Canucks to continue filming incentives

Lower wages, tax credits could cut prod'n costs by 25%

TORONTO — Canada has no intention of backpedaling on its generous tax credit and incentives for Americans shooting north of the border, Prime Minister Jean Chretien told a group of Hollywood mavens Friday in Los Angeles.

“There was some debate around the issue of tax credits,” said the prime minister’s spokesman, Duncan Fulton, “and we don’t apologize for it. It allows us to be competitive.”

Chretien took part in a roundtable discussion with Motion Picture Assn. of America prexy Jack Valenti and reps from Columbia TriStar and the Film and Television Action Committee, a group formed specifically to tackle runaway production.

“The issue was raised with the Canadian delegation; it’s something that is on the minds of the California industry,” Fulton said. “The Canadian delegation explained their point of view, and there might have been an agreement to disagree.”

Chretien said that Canadian and provincial incentives are comparable to those offered in other territories, including some American states, Australia and New Zealand.

In addition to the low Canadian dollar, filmmakers coming to Canada enjoy lower wages and tax credits and incentives, which can cut a production’s costs by 25%.

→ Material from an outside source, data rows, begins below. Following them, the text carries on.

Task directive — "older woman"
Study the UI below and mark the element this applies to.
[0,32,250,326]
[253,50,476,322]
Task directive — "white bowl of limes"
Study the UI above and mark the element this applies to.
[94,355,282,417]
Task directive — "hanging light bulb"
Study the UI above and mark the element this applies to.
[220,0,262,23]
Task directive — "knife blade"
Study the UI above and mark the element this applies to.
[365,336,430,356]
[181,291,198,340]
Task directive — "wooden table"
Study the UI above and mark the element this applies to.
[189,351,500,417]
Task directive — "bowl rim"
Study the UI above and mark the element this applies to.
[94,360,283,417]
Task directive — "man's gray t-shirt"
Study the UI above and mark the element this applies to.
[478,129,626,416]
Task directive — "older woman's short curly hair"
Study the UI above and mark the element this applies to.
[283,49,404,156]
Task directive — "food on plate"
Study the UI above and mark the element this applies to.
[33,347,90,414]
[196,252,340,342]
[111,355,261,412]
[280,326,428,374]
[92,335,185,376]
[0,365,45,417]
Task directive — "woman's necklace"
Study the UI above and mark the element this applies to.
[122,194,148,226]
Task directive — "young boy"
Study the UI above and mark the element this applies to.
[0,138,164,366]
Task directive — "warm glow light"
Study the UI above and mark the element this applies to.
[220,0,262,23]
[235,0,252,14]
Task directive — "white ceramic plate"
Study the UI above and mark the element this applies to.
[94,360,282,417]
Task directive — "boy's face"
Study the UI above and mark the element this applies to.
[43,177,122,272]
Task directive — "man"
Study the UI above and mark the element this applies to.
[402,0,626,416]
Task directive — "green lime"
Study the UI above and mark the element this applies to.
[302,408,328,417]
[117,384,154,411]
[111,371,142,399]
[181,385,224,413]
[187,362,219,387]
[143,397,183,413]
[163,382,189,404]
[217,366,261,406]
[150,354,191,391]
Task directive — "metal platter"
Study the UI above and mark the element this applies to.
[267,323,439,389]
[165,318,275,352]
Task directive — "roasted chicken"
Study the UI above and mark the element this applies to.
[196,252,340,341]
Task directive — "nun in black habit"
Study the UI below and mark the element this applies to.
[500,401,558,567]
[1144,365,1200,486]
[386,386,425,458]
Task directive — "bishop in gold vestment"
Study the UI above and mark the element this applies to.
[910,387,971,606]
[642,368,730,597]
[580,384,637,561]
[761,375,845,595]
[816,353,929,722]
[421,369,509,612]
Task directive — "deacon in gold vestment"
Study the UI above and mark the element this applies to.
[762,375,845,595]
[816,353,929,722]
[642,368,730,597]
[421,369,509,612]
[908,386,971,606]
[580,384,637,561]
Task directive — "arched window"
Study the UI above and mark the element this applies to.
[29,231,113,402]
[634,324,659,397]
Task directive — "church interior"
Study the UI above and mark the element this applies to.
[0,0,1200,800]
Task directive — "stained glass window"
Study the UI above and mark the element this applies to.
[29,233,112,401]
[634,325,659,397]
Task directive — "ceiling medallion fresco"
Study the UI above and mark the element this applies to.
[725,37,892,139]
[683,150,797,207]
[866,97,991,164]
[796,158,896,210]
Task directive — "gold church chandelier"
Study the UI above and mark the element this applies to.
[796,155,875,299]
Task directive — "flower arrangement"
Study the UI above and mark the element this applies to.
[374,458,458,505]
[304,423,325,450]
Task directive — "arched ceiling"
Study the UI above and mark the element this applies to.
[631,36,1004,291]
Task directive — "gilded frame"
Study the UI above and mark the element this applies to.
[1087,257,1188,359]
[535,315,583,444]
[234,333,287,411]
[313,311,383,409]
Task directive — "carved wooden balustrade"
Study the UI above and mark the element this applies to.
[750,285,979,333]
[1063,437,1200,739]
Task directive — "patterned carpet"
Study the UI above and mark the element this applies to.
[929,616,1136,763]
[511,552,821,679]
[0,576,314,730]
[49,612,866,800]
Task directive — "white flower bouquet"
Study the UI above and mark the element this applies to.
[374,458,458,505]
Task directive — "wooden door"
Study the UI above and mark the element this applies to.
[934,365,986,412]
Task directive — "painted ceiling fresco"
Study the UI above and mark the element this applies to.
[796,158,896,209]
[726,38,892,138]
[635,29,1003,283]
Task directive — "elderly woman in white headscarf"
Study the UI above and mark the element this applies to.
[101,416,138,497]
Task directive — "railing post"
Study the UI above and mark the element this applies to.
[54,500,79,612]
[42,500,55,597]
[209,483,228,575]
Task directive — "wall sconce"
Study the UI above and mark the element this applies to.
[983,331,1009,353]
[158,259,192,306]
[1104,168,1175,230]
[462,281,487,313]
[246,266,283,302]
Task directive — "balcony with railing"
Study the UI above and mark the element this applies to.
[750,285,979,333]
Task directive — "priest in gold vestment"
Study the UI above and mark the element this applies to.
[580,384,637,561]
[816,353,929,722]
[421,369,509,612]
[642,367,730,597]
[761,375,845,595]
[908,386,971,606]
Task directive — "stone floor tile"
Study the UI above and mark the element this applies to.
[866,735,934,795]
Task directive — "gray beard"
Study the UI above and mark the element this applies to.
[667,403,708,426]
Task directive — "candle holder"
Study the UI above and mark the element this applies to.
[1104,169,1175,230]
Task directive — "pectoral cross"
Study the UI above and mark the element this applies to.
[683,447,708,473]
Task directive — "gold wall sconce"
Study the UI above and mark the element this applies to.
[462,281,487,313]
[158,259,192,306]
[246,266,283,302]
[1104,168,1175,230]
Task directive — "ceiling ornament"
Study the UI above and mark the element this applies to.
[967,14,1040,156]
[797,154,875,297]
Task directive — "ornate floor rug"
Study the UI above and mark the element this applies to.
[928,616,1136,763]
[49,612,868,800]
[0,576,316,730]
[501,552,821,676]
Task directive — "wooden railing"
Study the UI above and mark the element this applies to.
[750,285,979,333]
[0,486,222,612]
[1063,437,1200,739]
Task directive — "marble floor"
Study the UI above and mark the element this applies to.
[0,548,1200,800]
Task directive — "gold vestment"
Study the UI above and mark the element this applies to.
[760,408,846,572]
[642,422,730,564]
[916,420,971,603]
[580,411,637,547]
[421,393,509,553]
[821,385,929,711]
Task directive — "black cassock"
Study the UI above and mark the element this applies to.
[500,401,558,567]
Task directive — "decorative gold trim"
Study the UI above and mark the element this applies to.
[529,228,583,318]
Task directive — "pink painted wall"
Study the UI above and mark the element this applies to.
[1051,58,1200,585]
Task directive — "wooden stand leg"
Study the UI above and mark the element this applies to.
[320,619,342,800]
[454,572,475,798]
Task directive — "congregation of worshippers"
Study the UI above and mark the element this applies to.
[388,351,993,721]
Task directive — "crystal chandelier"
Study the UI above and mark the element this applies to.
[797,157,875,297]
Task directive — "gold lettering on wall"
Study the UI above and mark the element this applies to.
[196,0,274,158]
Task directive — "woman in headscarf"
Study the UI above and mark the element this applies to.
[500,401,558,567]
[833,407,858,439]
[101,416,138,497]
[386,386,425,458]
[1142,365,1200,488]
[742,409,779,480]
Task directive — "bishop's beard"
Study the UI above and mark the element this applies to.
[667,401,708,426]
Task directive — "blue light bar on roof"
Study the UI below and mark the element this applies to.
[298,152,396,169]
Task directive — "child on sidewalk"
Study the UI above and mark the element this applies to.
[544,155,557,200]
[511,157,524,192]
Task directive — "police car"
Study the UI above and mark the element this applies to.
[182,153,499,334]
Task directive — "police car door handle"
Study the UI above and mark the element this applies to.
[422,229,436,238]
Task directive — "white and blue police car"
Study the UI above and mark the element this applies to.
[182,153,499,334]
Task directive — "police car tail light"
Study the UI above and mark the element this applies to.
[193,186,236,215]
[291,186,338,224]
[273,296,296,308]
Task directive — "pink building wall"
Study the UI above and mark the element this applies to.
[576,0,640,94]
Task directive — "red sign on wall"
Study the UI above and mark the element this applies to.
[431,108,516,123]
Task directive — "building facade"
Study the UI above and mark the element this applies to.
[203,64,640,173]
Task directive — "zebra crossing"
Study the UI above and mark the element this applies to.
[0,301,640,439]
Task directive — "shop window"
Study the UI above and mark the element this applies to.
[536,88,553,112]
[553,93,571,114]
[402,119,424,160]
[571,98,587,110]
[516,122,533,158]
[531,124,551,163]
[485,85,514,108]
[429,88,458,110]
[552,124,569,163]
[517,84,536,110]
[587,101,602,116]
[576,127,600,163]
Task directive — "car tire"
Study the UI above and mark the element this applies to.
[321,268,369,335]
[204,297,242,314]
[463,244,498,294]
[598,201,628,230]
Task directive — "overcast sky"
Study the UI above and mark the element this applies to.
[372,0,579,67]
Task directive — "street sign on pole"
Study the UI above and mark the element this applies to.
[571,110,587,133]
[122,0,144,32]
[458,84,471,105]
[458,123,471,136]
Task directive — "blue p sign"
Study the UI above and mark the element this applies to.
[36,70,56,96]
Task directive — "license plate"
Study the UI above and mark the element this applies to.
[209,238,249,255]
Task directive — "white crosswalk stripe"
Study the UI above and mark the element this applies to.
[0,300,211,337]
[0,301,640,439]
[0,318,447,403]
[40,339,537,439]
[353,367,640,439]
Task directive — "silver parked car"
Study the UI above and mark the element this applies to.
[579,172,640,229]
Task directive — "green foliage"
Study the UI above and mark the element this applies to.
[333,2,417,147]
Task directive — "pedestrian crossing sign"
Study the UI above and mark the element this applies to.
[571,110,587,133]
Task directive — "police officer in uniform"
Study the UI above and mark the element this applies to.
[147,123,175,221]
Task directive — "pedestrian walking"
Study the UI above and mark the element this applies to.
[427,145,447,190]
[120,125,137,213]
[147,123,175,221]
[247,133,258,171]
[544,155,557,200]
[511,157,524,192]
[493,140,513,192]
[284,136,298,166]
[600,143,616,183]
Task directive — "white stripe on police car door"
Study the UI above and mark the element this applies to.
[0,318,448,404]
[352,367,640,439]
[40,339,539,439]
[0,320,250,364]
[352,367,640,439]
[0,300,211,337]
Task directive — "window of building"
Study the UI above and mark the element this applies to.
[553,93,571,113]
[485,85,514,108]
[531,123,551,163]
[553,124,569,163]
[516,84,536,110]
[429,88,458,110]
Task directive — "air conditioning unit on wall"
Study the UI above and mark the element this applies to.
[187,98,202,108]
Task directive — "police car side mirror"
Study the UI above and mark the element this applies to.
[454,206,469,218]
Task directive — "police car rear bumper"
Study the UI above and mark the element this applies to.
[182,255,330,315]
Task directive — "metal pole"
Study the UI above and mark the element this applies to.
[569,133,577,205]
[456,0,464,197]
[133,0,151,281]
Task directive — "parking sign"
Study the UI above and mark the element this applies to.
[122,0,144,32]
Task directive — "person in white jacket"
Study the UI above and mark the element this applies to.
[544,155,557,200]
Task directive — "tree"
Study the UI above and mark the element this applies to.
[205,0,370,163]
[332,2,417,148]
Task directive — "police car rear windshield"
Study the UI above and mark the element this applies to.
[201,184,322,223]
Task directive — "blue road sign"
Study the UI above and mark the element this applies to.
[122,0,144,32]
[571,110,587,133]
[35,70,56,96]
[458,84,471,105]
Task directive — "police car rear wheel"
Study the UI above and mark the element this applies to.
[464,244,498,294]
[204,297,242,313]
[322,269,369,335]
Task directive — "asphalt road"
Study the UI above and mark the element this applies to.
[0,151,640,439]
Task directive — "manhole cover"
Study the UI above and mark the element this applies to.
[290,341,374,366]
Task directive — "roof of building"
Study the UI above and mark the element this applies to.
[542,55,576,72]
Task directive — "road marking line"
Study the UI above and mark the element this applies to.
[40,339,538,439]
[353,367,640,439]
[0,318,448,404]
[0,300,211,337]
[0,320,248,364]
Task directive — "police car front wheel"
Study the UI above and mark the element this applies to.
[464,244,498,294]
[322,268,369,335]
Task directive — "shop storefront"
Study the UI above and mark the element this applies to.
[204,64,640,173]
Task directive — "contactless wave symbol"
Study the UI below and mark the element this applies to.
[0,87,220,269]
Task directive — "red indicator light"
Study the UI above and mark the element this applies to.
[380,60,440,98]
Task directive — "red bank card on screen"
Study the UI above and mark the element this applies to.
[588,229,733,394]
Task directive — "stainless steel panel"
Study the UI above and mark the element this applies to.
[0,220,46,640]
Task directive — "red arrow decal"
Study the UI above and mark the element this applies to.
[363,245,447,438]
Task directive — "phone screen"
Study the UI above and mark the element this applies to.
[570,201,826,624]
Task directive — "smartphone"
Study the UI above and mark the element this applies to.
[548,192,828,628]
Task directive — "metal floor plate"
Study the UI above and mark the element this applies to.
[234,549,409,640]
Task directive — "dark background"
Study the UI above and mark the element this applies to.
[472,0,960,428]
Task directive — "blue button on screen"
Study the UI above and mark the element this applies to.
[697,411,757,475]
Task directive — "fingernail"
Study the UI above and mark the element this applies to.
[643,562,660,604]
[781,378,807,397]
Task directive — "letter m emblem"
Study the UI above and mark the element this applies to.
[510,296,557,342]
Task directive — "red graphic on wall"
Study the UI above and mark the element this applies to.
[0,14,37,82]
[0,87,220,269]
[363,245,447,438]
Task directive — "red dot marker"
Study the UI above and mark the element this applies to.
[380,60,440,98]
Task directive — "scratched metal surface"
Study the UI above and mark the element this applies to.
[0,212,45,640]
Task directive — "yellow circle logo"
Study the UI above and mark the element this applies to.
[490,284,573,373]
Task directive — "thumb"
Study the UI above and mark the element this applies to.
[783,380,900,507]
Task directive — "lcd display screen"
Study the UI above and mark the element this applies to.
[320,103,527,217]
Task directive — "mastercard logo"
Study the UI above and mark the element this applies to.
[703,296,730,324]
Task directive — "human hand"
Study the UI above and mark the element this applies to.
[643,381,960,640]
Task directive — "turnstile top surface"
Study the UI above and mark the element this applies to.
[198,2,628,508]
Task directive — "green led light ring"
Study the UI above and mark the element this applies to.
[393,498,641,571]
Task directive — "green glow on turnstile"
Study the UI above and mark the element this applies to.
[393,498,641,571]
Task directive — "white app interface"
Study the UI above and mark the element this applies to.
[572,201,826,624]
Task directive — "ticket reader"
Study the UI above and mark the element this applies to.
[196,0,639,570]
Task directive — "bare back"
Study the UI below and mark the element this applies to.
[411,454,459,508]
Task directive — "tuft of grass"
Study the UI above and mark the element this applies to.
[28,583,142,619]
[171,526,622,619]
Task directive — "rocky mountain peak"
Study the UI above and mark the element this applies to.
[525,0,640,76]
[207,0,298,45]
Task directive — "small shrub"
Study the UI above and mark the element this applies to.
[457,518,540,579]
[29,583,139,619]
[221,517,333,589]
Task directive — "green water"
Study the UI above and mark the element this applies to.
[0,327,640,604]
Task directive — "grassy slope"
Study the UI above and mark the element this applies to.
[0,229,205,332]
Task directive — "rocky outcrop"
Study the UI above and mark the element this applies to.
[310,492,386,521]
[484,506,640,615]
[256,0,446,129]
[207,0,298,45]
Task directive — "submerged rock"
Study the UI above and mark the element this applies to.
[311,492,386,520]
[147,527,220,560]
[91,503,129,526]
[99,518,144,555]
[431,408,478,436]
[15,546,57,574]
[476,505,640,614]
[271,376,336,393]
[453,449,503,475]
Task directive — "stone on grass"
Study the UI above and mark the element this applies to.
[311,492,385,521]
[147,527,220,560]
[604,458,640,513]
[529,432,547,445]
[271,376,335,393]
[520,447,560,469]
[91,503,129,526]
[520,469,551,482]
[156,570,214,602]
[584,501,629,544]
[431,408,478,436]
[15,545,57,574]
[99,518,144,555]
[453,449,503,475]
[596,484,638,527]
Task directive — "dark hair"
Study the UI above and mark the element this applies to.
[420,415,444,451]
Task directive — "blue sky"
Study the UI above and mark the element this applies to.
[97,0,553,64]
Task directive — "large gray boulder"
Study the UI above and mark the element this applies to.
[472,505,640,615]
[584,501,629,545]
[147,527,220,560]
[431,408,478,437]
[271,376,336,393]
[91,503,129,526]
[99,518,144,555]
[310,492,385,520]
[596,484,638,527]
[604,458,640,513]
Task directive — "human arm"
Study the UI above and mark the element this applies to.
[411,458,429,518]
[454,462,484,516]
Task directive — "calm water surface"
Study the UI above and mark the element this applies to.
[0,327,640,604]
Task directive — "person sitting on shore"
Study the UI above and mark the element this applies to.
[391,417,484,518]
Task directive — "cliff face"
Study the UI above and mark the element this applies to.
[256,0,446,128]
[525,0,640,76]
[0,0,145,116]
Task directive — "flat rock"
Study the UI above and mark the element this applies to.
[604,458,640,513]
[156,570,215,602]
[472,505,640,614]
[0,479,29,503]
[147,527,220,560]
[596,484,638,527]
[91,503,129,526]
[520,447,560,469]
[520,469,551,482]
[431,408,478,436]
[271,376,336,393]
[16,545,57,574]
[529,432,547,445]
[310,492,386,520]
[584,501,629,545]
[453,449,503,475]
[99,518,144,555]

L.A. was the last stop on the group’s four-day trade visit through the U.S. Accompanying Chretien were four Western premieres, three territorial leaders and more than 190 delegates traveling under the “Team Canada” banner.

Rally in Hollywood

About 200 supporters of the countervailing tariff petition attended a rally Sunday afternoon at the Hollywood Bowl as cold weather and a last-minute change of venue held down attendance. Speakers included SAG Secretary Elliott Gould, treasurer Kent McCord, cinematographer Haskell Wexler and L.A. city councilmen Eric Garcetti and Tom Labonge.

Supporters of the petition plan to deliver the formal filing at the U.S. Commerce Department in Washington, D.C. on Tuesday.

“There is a lot of support for this investigation among the working people in the unions,” McCord said.